DADI IS SMILING AND I AM AWAKE

It is two hours past midnight, and you might wonder why I am not asleep like decent people with two brains and one kidney would be expected to. Did I get that right? Whatever.
Well, it’s a longish kind of story, intricate in its human situations. It needed a Tolstoy or somebody comparable to do justice to it, but please make do with me, okay? I will use my special editing and writing skull skill and make it just bearable.

    THE BACKGROUND

Day before yesterday, I operated on an eighty year-old lady, Dadi, at a posh hospital (called Hippocratic Medical Center) in the grand old city called Unknown. The operation went smoothly, and I, the surgeon, modestly boasted to the two daughters of the lady that it couldn’t have been better done. Period. I am not known for beating about the bush with words. As the girls keep saying, “Give it to me straight and hard, baby!”

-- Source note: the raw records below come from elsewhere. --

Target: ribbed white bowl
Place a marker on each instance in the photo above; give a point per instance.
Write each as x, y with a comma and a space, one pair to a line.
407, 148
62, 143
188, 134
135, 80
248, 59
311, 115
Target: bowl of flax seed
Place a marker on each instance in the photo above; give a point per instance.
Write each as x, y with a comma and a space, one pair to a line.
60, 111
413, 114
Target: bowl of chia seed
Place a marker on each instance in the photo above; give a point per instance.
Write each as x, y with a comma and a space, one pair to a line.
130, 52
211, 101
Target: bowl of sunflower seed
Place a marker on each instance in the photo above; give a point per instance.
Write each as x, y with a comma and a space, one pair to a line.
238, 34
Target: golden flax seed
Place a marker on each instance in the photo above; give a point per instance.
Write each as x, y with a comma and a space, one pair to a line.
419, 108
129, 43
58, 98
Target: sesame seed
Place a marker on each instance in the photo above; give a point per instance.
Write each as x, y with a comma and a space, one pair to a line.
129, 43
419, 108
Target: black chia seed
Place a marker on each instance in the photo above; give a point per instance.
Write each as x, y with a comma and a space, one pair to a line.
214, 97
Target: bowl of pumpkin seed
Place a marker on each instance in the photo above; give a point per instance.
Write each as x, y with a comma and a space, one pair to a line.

Yesterday, the old bird was smiling in delight. She apparently did not expect to survive my surgery. Not one to misunderstand such low expectations as a poor reflection on my reputation, I gave her a dazzling smile, and said she could go home the next morning. Which was today.

    TODAY

This morning, I started off early as usual, for I had a long operating list of seventeen cases, but at another hospital. Happily doing the chop-chop job that characterises the peculiar perversity of being a surgeon, I got a call around noon. It was the old lady’s son-in-law.

“Doc, she is feeling a lot of acid and is puking a fair bit.”
“Hmmn, that is not supposed to happen. Do one thing. Keep her in the Hospital for the day, for I don’t want you to take her home and then have problems. Later in the day, I will come in and look her up. In the meanwhile, let me send another physician to check her up”, I said.
“Okay, doctor.”

I tried calling the internist physician who had been treating the patient as part of my team. He was stuck in an angioplasty, and had loads of work. He couldn’t visit the patient right away, but promised to visit her later in the day.

    SHILA

Shila, the nurse looking after the patient, was a struggling young nurse. With an alcoholic gambler of a husband, she had to earn the bread for her little daughter, and save for her schooling as well. She had got this job of private nurse (where she gets paid for her hours of serving the patient in hospital) with great difficulty. For the few hours since morning that she had been with Dadi, she got paid for a full day. Now she was looking forward to another ‘case’ that would double her day’s income.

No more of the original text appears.